AI World Cup (2019)
Deep Q-Network for AI Soccer, Curie Kim, Yewon Hwang, Jong-Hwan Kim
Accepted to The 10th International Conference on Robot Intelligence Technology and Application (RiTA 2022).
- Ranked in Top 16 at the WCG 2019 Xi’an AI Masters.
- [Arxiv]
Competition Video
Our team is CY95!
Simulation Environment
We used the AI Soccer environment proposed by Hong, C.1 (available at here) for the experiment. AI Soccer is a 5:5 robot soccer game where each team is composed of one goalkeeper, two defenders, and two forwards. However, the role does not affect the robots’ capabilities: the only difference between each player is its specifications and initial position. The game is comprised of 5 minutes first half and 5 minutes second half.

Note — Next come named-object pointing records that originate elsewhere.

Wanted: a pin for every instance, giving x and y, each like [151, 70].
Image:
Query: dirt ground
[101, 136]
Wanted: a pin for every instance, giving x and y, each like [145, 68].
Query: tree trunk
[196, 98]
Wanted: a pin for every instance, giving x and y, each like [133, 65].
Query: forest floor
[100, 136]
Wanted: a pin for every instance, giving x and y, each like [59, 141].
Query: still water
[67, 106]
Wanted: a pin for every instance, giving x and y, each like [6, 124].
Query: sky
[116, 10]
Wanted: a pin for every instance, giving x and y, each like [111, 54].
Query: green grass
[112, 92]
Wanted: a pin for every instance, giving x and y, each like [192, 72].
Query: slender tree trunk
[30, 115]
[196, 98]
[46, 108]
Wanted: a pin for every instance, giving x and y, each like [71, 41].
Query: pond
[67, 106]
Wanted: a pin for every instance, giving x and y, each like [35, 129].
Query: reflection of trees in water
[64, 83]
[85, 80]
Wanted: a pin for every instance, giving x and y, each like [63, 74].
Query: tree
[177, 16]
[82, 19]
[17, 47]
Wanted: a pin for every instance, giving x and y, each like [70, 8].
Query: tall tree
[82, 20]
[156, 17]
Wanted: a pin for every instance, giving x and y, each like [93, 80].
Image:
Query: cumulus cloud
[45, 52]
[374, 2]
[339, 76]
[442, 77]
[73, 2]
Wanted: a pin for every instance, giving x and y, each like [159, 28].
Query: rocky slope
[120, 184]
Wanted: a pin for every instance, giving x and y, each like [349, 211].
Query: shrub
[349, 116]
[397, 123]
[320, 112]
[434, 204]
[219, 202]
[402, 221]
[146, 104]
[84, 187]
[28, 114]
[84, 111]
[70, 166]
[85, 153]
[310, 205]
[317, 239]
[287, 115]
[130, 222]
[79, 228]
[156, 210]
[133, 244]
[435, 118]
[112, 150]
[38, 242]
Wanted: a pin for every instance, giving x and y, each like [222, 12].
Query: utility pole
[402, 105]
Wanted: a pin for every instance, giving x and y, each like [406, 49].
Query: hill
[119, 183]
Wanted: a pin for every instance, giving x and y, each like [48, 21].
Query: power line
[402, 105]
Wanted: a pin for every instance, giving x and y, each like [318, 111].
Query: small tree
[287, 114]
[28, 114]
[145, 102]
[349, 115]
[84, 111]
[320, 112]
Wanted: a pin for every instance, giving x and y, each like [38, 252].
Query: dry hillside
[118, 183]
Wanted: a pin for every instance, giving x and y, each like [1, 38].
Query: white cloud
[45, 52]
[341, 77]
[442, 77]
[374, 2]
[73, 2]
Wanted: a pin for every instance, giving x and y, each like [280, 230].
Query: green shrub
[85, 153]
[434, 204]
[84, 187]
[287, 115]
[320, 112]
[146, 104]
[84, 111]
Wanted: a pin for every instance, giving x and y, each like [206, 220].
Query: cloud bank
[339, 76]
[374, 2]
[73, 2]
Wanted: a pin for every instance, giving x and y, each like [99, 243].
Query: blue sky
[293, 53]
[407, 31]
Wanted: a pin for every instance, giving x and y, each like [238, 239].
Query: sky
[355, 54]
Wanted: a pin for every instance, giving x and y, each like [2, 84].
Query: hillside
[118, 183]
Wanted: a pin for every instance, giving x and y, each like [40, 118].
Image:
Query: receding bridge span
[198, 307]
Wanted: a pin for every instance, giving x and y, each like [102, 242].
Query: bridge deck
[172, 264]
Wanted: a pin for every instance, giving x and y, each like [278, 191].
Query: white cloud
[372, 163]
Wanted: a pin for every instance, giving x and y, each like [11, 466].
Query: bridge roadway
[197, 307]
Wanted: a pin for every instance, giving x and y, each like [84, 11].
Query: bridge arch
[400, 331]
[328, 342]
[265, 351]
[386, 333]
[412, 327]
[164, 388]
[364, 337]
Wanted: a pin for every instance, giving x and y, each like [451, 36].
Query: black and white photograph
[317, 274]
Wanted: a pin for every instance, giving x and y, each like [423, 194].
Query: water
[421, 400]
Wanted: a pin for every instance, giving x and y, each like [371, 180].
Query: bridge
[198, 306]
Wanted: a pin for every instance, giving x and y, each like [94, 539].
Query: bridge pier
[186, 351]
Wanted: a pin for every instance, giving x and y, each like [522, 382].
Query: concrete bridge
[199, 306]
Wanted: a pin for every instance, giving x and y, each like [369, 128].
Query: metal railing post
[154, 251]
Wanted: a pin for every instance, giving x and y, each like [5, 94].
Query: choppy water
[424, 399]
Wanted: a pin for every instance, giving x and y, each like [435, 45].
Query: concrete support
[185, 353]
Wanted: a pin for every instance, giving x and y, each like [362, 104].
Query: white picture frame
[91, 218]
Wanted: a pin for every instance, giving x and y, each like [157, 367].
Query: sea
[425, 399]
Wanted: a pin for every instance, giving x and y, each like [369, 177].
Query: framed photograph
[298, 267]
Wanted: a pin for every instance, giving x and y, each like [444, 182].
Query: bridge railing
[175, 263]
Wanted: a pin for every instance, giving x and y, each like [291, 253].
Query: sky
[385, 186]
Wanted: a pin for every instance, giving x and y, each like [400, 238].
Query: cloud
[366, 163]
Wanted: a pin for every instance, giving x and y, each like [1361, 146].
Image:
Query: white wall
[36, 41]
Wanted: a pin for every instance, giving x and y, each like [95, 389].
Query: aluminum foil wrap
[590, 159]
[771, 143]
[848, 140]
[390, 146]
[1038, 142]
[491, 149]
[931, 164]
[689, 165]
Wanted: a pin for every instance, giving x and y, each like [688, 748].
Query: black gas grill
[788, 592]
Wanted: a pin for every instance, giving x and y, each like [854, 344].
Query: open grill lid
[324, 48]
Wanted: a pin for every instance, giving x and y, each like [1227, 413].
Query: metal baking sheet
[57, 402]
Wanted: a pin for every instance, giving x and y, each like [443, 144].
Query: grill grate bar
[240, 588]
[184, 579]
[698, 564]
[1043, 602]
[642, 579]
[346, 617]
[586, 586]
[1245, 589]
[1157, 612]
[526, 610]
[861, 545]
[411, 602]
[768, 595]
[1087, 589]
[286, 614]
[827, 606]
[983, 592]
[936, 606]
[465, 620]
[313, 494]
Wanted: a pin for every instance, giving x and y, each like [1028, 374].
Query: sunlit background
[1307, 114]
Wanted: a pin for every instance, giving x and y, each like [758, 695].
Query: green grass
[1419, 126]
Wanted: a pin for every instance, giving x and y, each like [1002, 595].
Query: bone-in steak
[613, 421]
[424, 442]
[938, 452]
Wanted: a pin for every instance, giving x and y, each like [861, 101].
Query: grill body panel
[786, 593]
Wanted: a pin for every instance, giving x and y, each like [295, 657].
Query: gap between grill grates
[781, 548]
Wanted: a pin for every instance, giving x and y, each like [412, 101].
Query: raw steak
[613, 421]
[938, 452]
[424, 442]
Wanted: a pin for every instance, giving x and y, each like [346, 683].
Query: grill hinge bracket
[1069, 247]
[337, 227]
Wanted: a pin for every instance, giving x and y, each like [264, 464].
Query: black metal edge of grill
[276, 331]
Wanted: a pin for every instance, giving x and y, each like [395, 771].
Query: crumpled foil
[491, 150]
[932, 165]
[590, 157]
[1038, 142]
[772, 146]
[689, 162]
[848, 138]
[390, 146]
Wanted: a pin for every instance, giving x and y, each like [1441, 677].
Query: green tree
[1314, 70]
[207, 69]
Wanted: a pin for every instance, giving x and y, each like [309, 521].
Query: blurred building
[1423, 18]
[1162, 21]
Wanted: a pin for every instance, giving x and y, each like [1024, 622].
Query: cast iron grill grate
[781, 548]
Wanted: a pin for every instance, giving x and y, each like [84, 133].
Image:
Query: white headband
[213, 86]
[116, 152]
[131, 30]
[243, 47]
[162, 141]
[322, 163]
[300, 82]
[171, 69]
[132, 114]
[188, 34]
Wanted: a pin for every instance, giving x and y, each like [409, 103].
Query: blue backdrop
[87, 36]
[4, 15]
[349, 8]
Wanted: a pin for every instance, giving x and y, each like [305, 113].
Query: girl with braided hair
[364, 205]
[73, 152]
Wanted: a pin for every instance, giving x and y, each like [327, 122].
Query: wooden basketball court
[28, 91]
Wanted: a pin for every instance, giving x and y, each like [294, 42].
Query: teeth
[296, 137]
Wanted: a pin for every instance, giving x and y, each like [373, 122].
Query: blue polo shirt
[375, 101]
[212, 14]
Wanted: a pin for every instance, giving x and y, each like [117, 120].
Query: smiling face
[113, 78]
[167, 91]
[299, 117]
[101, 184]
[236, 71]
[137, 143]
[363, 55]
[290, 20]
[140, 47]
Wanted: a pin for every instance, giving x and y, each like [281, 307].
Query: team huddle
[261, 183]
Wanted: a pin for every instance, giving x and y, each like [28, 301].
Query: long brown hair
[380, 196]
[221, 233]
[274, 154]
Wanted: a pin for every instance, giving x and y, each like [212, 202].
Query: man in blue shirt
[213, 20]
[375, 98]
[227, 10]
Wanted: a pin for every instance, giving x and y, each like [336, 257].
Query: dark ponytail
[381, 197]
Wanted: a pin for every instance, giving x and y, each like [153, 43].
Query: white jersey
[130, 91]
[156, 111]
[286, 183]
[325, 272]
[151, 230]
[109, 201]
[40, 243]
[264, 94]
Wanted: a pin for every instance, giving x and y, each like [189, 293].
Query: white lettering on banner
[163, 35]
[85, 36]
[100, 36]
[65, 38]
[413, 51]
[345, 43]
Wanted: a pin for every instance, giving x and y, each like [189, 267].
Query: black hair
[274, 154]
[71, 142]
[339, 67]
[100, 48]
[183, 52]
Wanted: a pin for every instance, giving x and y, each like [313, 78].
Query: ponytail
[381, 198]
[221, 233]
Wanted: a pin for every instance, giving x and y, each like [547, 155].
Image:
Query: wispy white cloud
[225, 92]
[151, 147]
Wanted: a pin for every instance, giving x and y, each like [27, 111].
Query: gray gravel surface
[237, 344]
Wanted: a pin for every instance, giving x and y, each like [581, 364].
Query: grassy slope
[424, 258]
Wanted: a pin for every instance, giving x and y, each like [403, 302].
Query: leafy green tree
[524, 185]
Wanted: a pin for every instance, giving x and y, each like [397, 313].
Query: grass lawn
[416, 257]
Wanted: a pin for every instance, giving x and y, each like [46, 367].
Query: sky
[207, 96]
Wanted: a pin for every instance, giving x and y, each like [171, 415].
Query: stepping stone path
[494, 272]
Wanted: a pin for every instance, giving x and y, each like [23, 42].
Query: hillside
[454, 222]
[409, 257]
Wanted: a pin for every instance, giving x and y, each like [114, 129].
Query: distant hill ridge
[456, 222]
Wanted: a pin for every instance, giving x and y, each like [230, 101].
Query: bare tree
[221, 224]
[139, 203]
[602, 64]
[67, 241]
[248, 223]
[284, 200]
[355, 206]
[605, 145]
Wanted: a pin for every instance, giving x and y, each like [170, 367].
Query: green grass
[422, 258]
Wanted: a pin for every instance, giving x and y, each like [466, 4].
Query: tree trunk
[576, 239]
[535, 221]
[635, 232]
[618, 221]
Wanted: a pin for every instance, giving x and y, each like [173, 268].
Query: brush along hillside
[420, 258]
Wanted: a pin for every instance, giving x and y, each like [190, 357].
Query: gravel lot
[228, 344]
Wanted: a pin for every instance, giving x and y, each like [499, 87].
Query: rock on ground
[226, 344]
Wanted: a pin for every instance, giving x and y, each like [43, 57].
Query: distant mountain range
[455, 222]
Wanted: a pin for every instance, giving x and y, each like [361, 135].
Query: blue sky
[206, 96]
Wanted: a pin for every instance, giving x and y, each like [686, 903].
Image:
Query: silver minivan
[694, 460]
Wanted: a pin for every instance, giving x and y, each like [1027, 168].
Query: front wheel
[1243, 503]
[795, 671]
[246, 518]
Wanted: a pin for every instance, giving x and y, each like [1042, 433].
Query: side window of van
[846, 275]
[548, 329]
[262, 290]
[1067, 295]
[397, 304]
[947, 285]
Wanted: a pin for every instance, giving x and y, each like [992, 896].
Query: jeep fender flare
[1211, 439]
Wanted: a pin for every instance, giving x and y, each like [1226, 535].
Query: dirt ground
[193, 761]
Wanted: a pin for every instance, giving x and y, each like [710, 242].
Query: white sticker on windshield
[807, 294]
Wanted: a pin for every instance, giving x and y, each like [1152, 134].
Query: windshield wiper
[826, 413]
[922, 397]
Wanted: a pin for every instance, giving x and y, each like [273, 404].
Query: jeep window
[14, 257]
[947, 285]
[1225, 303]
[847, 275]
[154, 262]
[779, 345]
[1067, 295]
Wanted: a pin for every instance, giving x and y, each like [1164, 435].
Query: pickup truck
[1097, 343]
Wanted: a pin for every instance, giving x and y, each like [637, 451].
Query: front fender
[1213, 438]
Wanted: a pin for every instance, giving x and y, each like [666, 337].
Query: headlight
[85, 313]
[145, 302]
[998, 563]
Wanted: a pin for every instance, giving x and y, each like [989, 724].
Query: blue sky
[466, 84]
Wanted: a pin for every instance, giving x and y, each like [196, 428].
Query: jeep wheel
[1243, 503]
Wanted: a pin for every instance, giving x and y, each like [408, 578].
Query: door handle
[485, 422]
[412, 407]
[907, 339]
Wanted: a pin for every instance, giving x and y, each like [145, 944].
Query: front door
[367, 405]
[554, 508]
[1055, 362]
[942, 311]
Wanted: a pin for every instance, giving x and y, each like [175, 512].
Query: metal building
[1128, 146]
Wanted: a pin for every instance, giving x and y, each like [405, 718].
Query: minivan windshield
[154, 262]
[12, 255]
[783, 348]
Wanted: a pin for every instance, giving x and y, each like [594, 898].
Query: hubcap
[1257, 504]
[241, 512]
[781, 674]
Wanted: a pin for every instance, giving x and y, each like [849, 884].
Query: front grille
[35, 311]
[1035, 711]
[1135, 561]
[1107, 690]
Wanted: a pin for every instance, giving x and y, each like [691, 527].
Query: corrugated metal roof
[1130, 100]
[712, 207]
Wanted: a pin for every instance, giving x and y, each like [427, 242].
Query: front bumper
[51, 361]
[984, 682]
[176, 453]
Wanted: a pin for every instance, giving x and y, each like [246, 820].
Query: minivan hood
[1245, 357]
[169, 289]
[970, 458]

At the beginning of each half and after a team makes a goal, kick-off happens where only the second forward player of the ball owner’s team can move.
Our strategy
For state space, we define 22 states to train the agents. The robots’ coordinate and orientation values as well as the ball’s positions and orientations were provided through Webots throughout the game. All the positions were provided in meters in a Cartesian coordinate system, and the orientations were provided in radian. We first defined the x, y, and $\theta$ values of each player excluding the goalkeeper, and applied a regularization process to each value to avoid the risk of overfitting. Since there are two defense players and two forward players, 12 states are defined thus far. We also provided boolean information that indicates whether a player is active or inactive, in case a player is dismissed due to varying reasons for both forward and defense players as a state, which makes 16 states in total thus far. In addition, we provided 4 more states which are two x and y values of the ball that have undergone the regularization process. The reason we gave each x and y value twice is to give more weight to the values because we consider that information about the ball was the most critical information when training the agents. Lastly, we also provided x and y values of the ball after two frames from the current frame that have undergone the regularization process. The motivation behind the last two states is to train the agents so that they can predict the position of the ball in the next two frames and act accordingly in favor of our team. Therefore, there are 22 states in total as follows:
\[s = \{ 4_{(F1,F2, D1, D2)} \times (player\_x, player\_y, player\_\theta, is\_active), \\ 2 \times (ball\_x, ball\_y), (predicted\_ball\_x, predicted\_ball\_y) \}.\]-
Hong, C., Jeong, I., Vecchietti, L.F., Har, D., Kim, J.H.: Ai world cup: Robot-soccer-based competitions. IEEE Transactions on Games 13(4) (2021) 330–341 ↩